Prompt Engineering / Reasoning Systems

Connect related reasoning threads, identify shared subproblems, and merge redundant paths.
Difficulty: Advanced
Model: GPT-4 / Claude / Gemini
Use Case: Complex Multi-Step Problems, Research Synthesis, Planning
Updated: May 2026
Why This Prompt Exists
Tree-of-thoughts explores multiple branches but treats each branch independently — missing opportunities to share work between branches.

You get:

  • duplicate reasoning across branches (wasted compute)
  • no way to combine insights from different branches
  • branching that explodes exponentially without merging
  • missed subproblems that appear in multiple branches
  • inefficient exploration of solution space

But graph-of-thoughts solves this:

  • nodes: reasoning states or subproblems
  • edges: transitions or dependencies between states
  • merging: when different paths reach same state, merge them
  • shared subproblems: identify and solve once
  • graph traversal: explore efficiently

Without merging, tree-of-thoughts explodes exponentially.

This prompt implements graph-of-thoughts for efficient reasoning.

The Prompt
Assume the role of a graph-of-thoughts reasoning engine that merges shared subproblems.

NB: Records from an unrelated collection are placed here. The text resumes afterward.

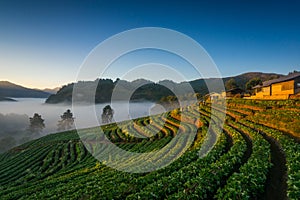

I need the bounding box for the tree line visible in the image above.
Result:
[28,105,114,134]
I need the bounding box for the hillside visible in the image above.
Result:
[0,100,300,199]
[0,81,50,98]
[46,72,281,104]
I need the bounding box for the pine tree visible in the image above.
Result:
[28,113,45,134]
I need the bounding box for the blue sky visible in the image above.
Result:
[0,0,300,88]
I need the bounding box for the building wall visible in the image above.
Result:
[271,80,295,96]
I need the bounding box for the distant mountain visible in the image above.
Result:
[46,72,282,103]
[0,81,50,99]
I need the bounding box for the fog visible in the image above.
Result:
[0,98,164,151]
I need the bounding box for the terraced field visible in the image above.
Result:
[0,100,300,199]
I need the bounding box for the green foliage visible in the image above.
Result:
[246,78,262,90]
[0,100,300,199]
[101,105,114,124]
[28,113,45,134]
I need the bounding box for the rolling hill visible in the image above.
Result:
[46,72,281,104]
[0,99,300,199]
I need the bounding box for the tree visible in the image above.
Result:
[57,109,74,131]
[28,113,45,134]
[225,78,238,90]
[246,78,262,90]
[101,105,114,124]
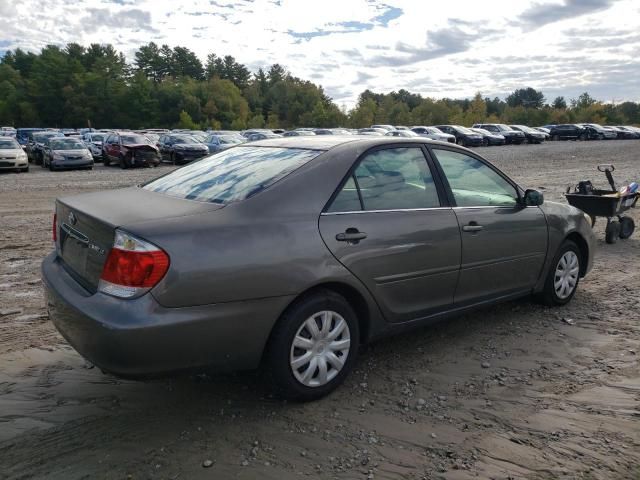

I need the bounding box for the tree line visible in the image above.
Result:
[0,42,640,130]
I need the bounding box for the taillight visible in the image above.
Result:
[98,230,169,298]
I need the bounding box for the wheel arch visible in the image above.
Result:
[565,231,589,277]
[262,281,375,360]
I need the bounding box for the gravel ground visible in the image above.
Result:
[0,141,640,480]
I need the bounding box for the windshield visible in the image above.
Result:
[120,135,149,145]
[0,138,20,150]
[173,137,200,145]
[33,132,62,143]
[148,147,322,205]
[51,140,86,150]
[218,135,243,144]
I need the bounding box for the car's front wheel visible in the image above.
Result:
[540,240,582,306]
[267,290,359,401]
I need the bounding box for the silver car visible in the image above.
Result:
[42,135,594,400]
[42,137,93,171]
[411,126,456,143]
[0,136,29,172]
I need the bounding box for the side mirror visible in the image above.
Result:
[523,189,544,207]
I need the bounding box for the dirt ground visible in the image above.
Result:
[0,141,640,480]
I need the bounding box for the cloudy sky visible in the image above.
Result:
[0,0,640,107]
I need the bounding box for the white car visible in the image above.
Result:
[0,137,29,172]
[411,126,456,143]
[82,132,110,160]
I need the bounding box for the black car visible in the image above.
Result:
[434,125,482,147]
[616,125,640,139]
[473,123,526,145]
[603,125,638,140]
[549,123,588,140]
[580,123,618,140]
[102,132,160,168]
[158,134,209,165]
[509,125,547,143]
[16,128,45,145]
[25,131,62,165]
[469,127,505,147]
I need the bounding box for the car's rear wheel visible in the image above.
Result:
[540,240,582,306]
[267,290,359,401]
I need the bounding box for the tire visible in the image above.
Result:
[619,217,636,240]
[604,220,620,244]
[266,290,360,402]
[539,240,582,307]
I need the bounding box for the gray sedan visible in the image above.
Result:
[42,135,594,400]
[42,137,93,171]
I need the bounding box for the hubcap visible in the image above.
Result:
[289,310,351,387]
[553,251,580,300]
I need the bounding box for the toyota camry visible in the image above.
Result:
[42,135,594,400]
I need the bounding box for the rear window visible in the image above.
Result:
[143,147,322,204]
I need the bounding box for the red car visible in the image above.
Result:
[102,132,161,168]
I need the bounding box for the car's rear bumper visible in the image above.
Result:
[42,252,292,376]
[51,157,93,169]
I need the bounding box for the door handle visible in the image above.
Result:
[462,222,484,232]
[336,228,367,244]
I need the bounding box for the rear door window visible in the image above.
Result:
[329,147,440,212]
[432,148,518,207]
[143,147,322,205]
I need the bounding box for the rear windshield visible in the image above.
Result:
[50,139,87,150]
[143,146,322,204]
[120,135,149,145]
[0,138,21,150]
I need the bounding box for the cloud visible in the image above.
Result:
[352,72,376,86]
[0,0,640,107]
[518,0,617,28]
[370,27,489,67]
[81,8,155,31]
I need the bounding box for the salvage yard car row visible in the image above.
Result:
[0,123,640,172]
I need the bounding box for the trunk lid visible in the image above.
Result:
[56,187,222,293]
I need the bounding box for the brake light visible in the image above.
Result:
[98,230,169,298]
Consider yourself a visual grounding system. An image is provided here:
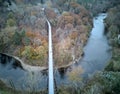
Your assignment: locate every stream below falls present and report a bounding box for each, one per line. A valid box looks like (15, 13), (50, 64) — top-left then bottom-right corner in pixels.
(0, 13), (111, 91)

Your task is to explore a reasoning graph where nodes are states and edges are transitions.

Generate:

1. INITIAL STATE
   - Starting point (problem statement)

2. GRAPH EXPLORATION (breadth-first)

Level 1:
- From initial state, possible next states: [A, B, C]

Level 2:
- From A: possible next states: [A1, A2]
- From B: possible next states: [B1, B2]
- From C: possible next states: [C1, C2]
- Check for merges: [if A1 = B1, merge into single node]

Level N:
- Continue until goal state reached or max depth

3. MERGE DETECTION
   - States that are identical or sufficiently similar
   - Merge rationale (why they're the same)

4. GRAPH STRUCTURE (textual representation)
   - Node: [description]
   - Edges: [node] → [node2], [node2] → [node3]
   - Merged nodes: [node X] merges [path1] and [path2]

5. SOLUTION PATH
   - Shortest or best path from start to goal

6. EFFICIENCY GAIN
   - Number of nodes without merging: [X]
   - Number of nodes with merging: [Y]
   - Reduction: [Z]%

INPUTS:

Problem to solve:
[PASTE THE PROBLEM]

Initial state description:
[E.G., "We have $10,000 budget and need to increase retention by 20%"]

Goal state description:
[E.G., "Achieved 20% retention increase"]

State equivalence criteria:
[EXACT / SEMANTIC / FUNCTIONAL] (how similar must states be to merge?)

Max nodes (to prevent explosion):
[E.G., "50 nodes"]

Model:
[GPT-4 / CLAUDE / GEMINI]

RULES:
- Merge states that are semantically equivalent (same subproblem solved)
- Track visited states to avoid cycles (don't revisit same state)
- Use breadth-first exploration to find shortest path first
- If graph grows too large, increase merge aggressiveness (treat similar states as identical)
- Store intermediate results from merged nodes to avoid recomputation
- Visualize graph structure if needed for complex problems
How To Use It
  • Use for problems where many reasoning paths converge on shared subproblems.
  • Semantic merging is powerful but risky — verify that merged states are truly equivalent.
  • Track visited states to prevent infinite loops.
  • Graph-of-thoughts is more efficient than tree-of-thoughts for problems with overlapping subproblems.
  • Visualize the graph for complex problems to see where merging is happening.
Example Input

Problem to solve:
“Find the cheapest way to travel from New York to Los Angeles with stops in Chicago and Denver (order flexible).”

Initial state:
“At New York, haven’t visited Chicago or Denver”

Goal state:
“At Los Angeles, visited both Chicago and Denver”

State equivalence criteria:
“SEMANTIC”

Max nodes:
“30”

Why It Works
Tree-of-thoughts would explore NY→Chicago→Denver→LA and NY→Denver→Chicago→LA as separate branches — duplicating the Chicago→Denver and Denver→Chicago subproblems.

This framework improves outcomes by forcing:

  • node merging (different paths to same state converge)
  • shared subproblem detection (solve once, reuse)
  • cycle prevention (don’t revisit states)
  • efficiency tracking (quantify improvement over tree)
  • flexible equivalence criteria (exact, semantic, or functional)

Great graph-of-thoughts mapping doesn’t explore more — it explores smarter by sharing work.